Add “should.include?” for test/spec

I have done the following one too many times:

collection.should.include?(object)

Only to have it fail because test/spec's should doesn't know about include? (or .not.include?)

However, as Chris points out in the comments, test/spec does allow .should.include (without the "?"), but does not have a should.not version of it. So the following adds a alias with the question mark, and also adds the should.not complement.

module Test::Spec::Rails::ShouldInclude
  def self.included(base)
    base.class_eval { alias_method :include?, :include }
  end
end

module Test::Spec::Rails::ShouldNotInclude
  def self.included(base)
    base.class_eval { alias_method :include?, :include }
  end
 
  def include(value)
    msg = build_message(@message, "<?> expected to not include ?, but it did.",
                        @object, value)
    assert_block(msg) { !@object.include?(value) }
  end
end

Test::Spec::Should.send(:include, Test::Spec::Rails::ShouldInclude)
Test::Spec::ShouldNot.send(:include, Test::Spec::Rails::ShouldNotInclude)

(updated 8/8)


9 Comments

Posted by
Chris
7 August 2007 @ 4pm

@array.should.include 2 works out of the box with test/spec


Posted by
Rob
8 August 2007 @ 8am

Chris: Oops, guess I should’ve RTFM.

I’ve updated the code to just alias to include?, and also to add a should.not version, which I didn’t see in test/spec.


Posted by
Chris
8 August 2007 @ 10am

It actually does not out of the box, too :)


Posted by
Chris
8 August 2007 @ 10am

More appropriately, test/spec works out of the box for any predicate.
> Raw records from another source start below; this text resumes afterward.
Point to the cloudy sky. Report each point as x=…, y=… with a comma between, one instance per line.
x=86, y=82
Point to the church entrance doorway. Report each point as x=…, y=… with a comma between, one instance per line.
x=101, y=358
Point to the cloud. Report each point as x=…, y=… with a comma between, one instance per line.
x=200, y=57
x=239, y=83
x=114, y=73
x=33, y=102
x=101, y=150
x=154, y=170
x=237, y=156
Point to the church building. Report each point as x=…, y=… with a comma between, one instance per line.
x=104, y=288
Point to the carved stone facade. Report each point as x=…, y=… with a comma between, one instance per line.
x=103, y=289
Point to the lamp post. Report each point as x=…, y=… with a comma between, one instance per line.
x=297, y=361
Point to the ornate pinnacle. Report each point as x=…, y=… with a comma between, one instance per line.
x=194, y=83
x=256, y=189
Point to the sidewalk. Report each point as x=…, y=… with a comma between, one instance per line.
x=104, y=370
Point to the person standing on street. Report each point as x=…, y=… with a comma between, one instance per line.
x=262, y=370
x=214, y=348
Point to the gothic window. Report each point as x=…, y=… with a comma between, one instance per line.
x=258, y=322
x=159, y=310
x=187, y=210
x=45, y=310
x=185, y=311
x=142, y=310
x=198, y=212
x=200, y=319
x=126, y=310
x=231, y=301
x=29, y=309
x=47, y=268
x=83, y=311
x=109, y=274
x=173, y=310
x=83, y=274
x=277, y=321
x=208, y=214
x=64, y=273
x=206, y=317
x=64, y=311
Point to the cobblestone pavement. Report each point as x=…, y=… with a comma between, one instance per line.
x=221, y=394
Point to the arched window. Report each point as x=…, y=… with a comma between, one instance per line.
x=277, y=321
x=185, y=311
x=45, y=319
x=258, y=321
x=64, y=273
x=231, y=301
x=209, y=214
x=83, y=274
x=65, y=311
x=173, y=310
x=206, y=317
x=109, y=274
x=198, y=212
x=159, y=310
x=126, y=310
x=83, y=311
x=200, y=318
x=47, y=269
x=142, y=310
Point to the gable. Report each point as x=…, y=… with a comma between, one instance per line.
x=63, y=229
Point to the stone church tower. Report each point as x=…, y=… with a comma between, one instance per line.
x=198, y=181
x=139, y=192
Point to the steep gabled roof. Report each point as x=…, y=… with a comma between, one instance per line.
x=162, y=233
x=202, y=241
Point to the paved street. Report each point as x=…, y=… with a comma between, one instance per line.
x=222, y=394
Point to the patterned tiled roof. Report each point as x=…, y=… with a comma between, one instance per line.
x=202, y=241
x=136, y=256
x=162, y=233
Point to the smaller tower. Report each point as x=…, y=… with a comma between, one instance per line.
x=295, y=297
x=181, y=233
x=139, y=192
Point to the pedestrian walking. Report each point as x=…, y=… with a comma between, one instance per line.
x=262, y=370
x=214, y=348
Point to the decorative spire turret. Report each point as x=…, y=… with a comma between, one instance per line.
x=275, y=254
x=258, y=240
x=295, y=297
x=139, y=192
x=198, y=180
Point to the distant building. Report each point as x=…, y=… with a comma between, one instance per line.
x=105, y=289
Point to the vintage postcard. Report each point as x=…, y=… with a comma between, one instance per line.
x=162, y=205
If you have an ActiveRecord boolean field “public?”, you can do @item.should.be.public and @item.should.be.not.public by default.


Posted by
Chris
8 August 2007 @ 10am

I’m just going to post another comment because I want to make sure this page says “Chris” more than it says “Rob.” We’re taking over this town.


Posted by
Rob
8 August 2007 @ 11am

First I get my original post wrong, and now you’re just making me look bad.

But - I think using the .not.include I have above is better, as it gives the friendlier error message that I copied from the .include implementation. Otherwise you just get a message saying “false expected to be true”. I hate failure mesages like that.
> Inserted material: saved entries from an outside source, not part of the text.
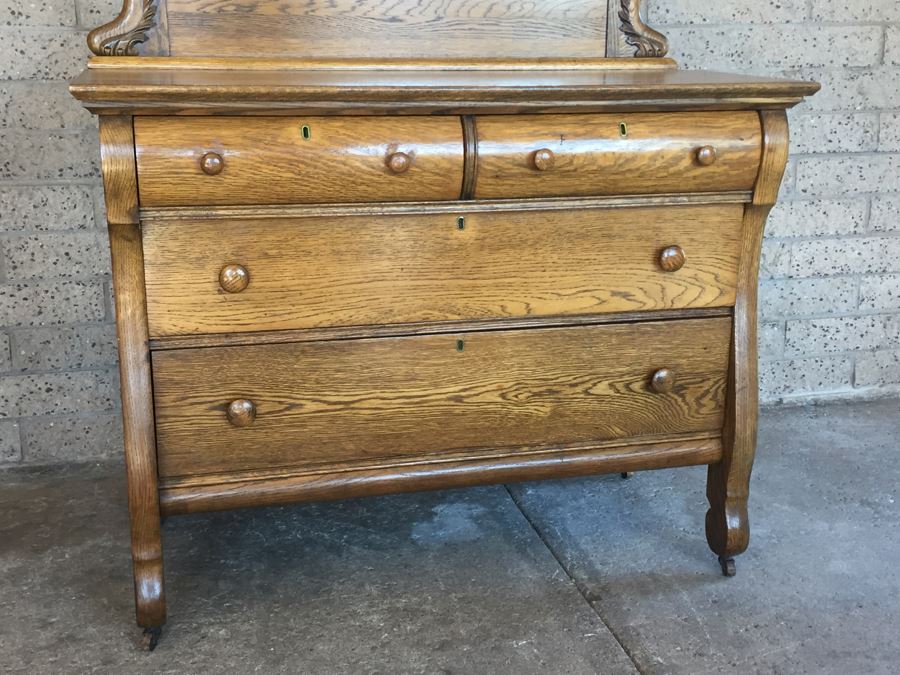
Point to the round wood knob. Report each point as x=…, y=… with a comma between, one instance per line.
x=241, y=412
x=706, y=155
x=663, y=381
x=234, y=278
x=543, y=159
x=672, y=259
x=399, y=162
x=212, y=163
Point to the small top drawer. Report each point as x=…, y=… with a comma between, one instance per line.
x=628, y=153
x=282, y=160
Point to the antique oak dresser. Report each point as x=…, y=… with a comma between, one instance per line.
x=363, y=247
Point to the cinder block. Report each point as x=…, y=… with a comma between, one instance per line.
x=878, y=369
x=41, y=105
x=67, y=438
x=807, y=297
x=889, y=140
x=757, y=47
x=5, y=355
x=848, y=175
x=49, y=155
x=842, y=334
x=817, y=218
x=797, y=377
x=58, y=393
x=885, y=215
x=863, y=255
x=49, y=303
x=46, y=208
x=56, y=254
x=41, y=53
x=834, y=132
x=880, y=293
x=775, y=260
x=664, y=12
x=771, y=340
x=64, y=348
x=37, y=13
x=856, y=10
x=10, y=442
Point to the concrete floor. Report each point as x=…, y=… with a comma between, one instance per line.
x=595, y=575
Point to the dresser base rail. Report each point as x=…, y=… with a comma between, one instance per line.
x=435, y=475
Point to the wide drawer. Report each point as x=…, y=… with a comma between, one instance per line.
x=256, y=407
x=279, y=160
x=628, y=153
x=213, y=276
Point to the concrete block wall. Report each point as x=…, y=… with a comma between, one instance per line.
x=831, y=269
x=830, y=275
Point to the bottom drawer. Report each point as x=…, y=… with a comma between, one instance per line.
x=258, y=407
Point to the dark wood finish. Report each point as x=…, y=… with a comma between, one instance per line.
x=424, y=328
x=241, y=412
x=419, y=91
x=728, y=483
x=284, y=487
x=672, y=258
x=267, y=160
x=707, y=155
x=326, y=402
x=614, y=154
x=663, y=381
x=318, y=272
x=117, y=164
x=234, y=278
x=212, y=163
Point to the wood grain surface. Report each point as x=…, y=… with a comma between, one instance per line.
x=352, y=271
x=117, y=154
x=392, y=397
x=728, y=482
x=630, y=153
x=205, y=91
x=267, y=160
x=397, y=29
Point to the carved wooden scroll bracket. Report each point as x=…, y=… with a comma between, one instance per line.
x=121, y=36
x=647, y=42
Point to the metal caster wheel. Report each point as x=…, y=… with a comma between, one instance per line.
x=150, y=639
x=728, y=568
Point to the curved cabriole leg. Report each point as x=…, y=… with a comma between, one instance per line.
x=728, y=482
x=120, y=182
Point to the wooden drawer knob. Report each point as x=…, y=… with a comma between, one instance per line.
x=241, y=412
x=706, y=155
x=543, y=159
x=672, y=259
x=663, y=381
x=234, y=278
x=212, y=163
x=399, y=162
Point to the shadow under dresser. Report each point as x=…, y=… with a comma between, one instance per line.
x=362, y=248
There must be a more meta way to get much better failure messages with test/spec, that deliver more context and don’t just say things like “nil expected to not be nil”

Sounds like the next err plugin?


Posted by
Chris
8 August 2007 @ 11am

I find the error messages in general pretty lacking, so I agree completely. I’ve been building up a bunch of extensions to test/spec and test/spec/rails privately… Not sure what I’m going to do with them yet. Maybe we can chat about some sort of roll-up of these snippets.


Posted by
Rob
10 August 2007 @ 1am

I agree.

I’ll have my people call your people.